LAKE FOREST – The Chicago Bears finished the 2017 season seventh in the NFL in quarterback sacks with 42 and sixth in quarterback sack percentage, even though 5-technique end Akiem Hicks (8 ½) was the only player on the team with more than 4 ½ sacks.
But the Bears three best pass rushers after Hicks and Leonard Floyd — Pernell McPhee, Willie Young and Lamarr Houston — have all moved on.
Enter outside linebacker and edge rusher Aaron Lynch. A free-agent arrival from San Francisco, he notched an exciting rookie performance under coordinator Vic Fangio before his coach moved on to the Bears, and has had (to quote Fangio) a “checkered career” before and after.
Lynch appears to agree with Fangio’s analysis and says he’s thrilled to be reunited with his former coach.
“I mean, it's been great. You know it's exciting getting back with Vic, I know his defense," Lynch said Tuesday before the first of three Bears' mandatory veteran minicamp practices at Halas Hall.
“So, being it's something I'm used to and the fresh start, I've had my ups and downs in this league, and it's just nice to come here to people with open arms that believe in me. Now I've just got to come here and play football, so it feels amazing.”
Lynch started his college career as a Freshman All American at Notre Dame, and appeared to be heading toward a dominant college career before becoming homesick for the Tampa area and electing to transfer to South Florida.
Lynch was forced to sit out a season because of transfer rules and ended up playing just one season at South Florida.
Scouts were concerned over noticeable fluctuations in his weight, which Lynch chalked up to his use of prescription Adderall.
Former Pro Football Weekly personnel guru Nolan Nawrocki noted in his scouting report on Lynch prior to the 2014 draft, “outstanding size, including long arms and large hands. Has a giant wingspan and can corral ballcarriers.
“Classic underachiever, questionable motor, effort and desire. Leaves production on the field.
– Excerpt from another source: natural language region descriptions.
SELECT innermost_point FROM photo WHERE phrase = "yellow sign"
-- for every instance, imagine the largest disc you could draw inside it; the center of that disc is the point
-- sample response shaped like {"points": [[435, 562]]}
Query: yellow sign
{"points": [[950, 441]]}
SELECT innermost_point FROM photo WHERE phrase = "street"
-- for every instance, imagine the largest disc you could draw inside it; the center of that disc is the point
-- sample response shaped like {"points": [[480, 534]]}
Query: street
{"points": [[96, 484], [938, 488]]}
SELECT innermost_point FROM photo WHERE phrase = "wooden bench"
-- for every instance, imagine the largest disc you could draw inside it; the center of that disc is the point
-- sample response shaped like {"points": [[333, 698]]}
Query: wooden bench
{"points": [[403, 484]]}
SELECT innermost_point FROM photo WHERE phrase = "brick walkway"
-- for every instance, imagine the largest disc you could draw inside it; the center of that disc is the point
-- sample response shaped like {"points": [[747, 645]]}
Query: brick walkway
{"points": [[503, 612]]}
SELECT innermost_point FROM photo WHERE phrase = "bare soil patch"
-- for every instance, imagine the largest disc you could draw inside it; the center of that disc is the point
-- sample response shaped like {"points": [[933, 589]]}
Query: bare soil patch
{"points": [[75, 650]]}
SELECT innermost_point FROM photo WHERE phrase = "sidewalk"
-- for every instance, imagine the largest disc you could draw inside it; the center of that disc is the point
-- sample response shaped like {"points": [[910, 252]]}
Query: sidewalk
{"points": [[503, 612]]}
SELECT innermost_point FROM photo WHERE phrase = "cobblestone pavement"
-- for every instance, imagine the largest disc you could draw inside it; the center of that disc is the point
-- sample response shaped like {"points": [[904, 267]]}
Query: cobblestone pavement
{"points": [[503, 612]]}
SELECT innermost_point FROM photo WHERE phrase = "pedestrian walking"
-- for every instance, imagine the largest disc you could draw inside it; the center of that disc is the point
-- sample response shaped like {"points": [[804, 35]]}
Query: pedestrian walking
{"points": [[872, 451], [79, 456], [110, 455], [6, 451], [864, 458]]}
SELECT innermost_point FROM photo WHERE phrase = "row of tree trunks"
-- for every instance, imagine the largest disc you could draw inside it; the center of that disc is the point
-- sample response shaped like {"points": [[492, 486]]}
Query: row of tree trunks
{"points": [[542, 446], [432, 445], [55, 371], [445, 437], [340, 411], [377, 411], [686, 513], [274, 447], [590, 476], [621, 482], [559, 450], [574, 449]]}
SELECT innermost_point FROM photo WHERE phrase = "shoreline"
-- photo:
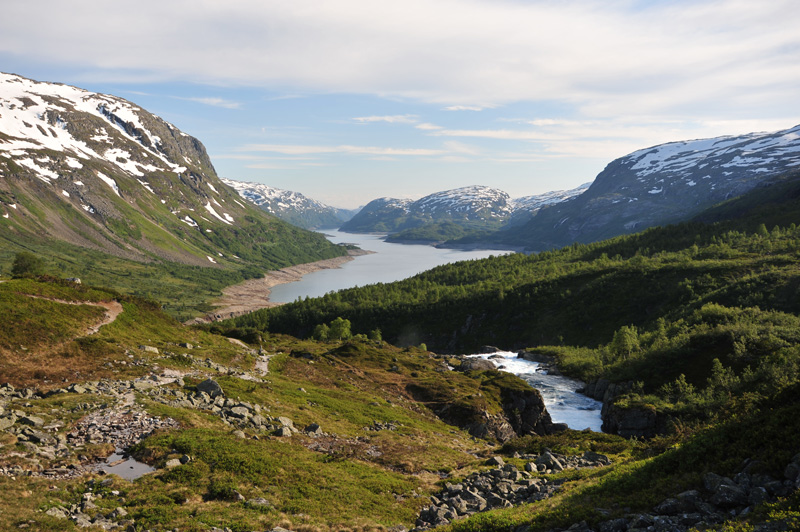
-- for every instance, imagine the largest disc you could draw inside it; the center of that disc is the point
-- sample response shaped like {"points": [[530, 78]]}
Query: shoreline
{"points": [[253, 294]]}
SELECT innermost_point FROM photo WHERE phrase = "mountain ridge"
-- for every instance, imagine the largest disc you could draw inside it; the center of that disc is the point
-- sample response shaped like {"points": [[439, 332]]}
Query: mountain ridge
{"points": [[659, 185], [102, 173], [460, 210], [290, 206]]}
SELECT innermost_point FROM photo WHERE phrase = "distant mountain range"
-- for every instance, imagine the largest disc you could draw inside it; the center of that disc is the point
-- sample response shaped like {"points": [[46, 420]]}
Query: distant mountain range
{"points": [[99, 172], [292, 207], [660, 185], [450, 214]]}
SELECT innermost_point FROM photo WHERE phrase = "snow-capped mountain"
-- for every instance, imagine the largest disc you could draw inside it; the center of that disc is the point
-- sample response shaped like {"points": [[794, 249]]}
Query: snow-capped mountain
{"points": [[660, 185], [471, 206], [476, 207], [100, 172], [290, 206], [527, 206]]}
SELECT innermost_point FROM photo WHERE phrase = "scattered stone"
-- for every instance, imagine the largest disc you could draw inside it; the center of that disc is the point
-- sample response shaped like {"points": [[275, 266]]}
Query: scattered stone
{"points": [[210, 387]]}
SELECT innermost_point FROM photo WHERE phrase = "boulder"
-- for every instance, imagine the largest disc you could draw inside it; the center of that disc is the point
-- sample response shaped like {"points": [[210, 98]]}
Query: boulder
{"points": [[495, 461], [550, 462], [477, 364], [210, 387]]}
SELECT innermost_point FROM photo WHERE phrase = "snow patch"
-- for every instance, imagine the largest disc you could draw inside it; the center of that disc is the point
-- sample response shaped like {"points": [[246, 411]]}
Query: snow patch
{"points": [[188, 221], [110, 182], [213, 213]]}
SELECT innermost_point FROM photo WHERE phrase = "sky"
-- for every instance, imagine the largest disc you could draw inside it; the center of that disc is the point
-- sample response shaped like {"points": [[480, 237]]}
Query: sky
{"points": [[346, 101]]}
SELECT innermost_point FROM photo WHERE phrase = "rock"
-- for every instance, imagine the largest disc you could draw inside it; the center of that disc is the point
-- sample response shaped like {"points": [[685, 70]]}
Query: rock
{"points": [[550, 462], [33, 421], [41, 438], [313, 429], [614, 525], [728, 496], [58, 512], [636, 422], [210, 387], [76, 388], [259, 502], [495, 461], [283, 432], [596, 458], [142, 386], [792, 471], [240, 412], [477, 364]]}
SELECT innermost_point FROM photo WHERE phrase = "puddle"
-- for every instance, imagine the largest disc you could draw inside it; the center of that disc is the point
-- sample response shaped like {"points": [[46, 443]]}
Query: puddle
{"points": [[125, 466]]}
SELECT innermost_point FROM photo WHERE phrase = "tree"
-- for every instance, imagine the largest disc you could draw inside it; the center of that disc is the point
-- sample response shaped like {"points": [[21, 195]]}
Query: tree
{"points": [[321, 332], [340, 329], [625, 342], [27, 264]]}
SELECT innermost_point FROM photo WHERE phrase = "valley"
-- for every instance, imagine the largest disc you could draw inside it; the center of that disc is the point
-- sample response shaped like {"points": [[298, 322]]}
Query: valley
{"points": [[659, 307]]}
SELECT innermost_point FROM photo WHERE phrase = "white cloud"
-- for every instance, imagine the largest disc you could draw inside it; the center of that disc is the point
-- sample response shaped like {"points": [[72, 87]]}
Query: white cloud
{"points": [[396, 119], [463, 108], [299, 149], [607, 58], [215, 102]]}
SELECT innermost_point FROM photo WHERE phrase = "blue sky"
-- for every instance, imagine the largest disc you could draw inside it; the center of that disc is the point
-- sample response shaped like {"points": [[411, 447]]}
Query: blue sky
{"points": [[350, 100]]}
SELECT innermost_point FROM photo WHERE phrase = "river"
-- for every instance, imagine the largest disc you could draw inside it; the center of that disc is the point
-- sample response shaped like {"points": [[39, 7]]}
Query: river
{"points": [[560, 395], [393, 262], [387, 263]]}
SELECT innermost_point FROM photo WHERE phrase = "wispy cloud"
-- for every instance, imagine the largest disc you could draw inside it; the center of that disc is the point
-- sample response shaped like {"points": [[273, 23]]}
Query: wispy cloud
{"points": [[299, 149], [215, 102], [395, 119], [426, 126], [463, 108]]}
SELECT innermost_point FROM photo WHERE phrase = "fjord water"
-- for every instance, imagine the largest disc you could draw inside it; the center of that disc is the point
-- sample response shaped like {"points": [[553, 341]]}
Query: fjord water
{"points": [[559, 393], [387, 263]]}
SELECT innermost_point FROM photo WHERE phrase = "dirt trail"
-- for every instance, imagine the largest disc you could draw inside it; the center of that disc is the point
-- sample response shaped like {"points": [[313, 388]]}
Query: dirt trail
{"points": [[254, 294], [113, 309]]}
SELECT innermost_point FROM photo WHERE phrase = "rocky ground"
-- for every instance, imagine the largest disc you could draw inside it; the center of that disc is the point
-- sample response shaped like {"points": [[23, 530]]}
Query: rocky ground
{"points": [[253, 294]]}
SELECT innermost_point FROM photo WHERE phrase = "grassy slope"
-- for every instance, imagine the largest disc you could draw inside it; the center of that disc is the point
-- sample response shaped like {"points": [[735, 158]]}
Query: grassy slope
{"points": [[346, 387]]}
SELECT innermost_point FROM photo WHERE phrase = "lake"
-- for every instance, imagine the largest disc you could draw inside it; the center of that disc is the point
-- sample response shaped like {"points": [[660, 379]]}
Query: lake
{"points": [[387, 263]]}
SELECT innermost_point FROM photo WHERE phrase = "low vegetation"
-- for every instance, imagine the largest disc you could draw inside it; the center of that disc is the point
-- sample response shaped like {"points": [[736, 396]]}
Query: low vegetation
{"points": [[697, 323]]}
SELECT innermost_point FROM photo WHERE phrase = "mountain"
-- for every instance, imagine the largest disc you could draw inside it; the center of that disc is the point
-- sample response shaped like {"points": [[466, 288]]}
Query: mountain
{"points": [[98, 172], [526, 207], [439, 216], [291, 207], [660, 185]]}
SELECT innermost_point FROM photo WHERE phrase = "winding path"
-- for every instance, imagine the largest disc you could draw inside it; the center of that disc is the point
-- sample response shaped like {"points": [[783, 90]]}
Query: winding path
{"points": [[112, 308]]}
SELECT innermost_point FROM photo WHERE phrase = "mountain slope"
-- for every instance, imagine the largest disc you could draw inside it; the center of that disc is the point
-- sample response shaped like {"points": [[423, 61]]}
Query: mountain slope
{"points": [[291, 207], [475, 207], [98, 172], [661, 185]]}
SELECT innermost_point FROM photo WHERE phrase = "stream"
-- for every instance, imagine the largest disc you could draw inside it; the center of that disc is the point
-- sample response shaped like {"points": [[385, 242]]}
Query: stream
{"points": [[560, 393]]}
Does not play with passion and lacks urgency.”
Still, the 49ers surprised many by using the 150th pick in the ’14 draft on Lynch, before his college strength coach, Hans Straub, essentially called out Lynch on Twitter by saying the 49ers weren’t making integrity and character a priority. Straub resigned after the public comment.
As a rookie under Fangio, Lynch demonstrated outstanding pass-rush skills, notching six sacks and starting three games at the end of the season, and then adding 6 ½ sacks in 2015 in 14 games.
But adversity arrived again, as Lynch was suspended the first four games of the 2016 season following an inconclusive urine sample and appeared to disappear playing in just seven games each in 2016 and 2017, totaling 1 ½ and one sack, respectively.
Can Lynch be the next Akiem Hicks for the Bears?
Hicks, who has become a Pro Bowl-level player and outstanding leader in Chicago, was caught up in a recruiting scandal at LSU, apparently far more of the school’s than his making, and was mostly a nonfactor in New Orleans and New England before flourishing with the Bears.
Like Hicks, Lynch is huge for his position at 6-5, 260-plus pounds and an excellent athlete.
When I asked him Tuesday what his personal goals for his first season in Chicago are, he seemed uncertain at first.
“Personal goals? I’m not really a person that tries to attack something head-on as far as that goal.
“As a defense, these guys have been real strong in the past and had a pretty good year last year. I want to bring what I can bring to the table, and those personal goals will fall into place when they fall into place.”
Lynch is a low-risk gamble on a one-year, prove it deal, and if he can recapture what he discovered with Fangio the first time around in San Francisco, it will go a long way toward replacing the pass-rush production the Bears lost this offseason.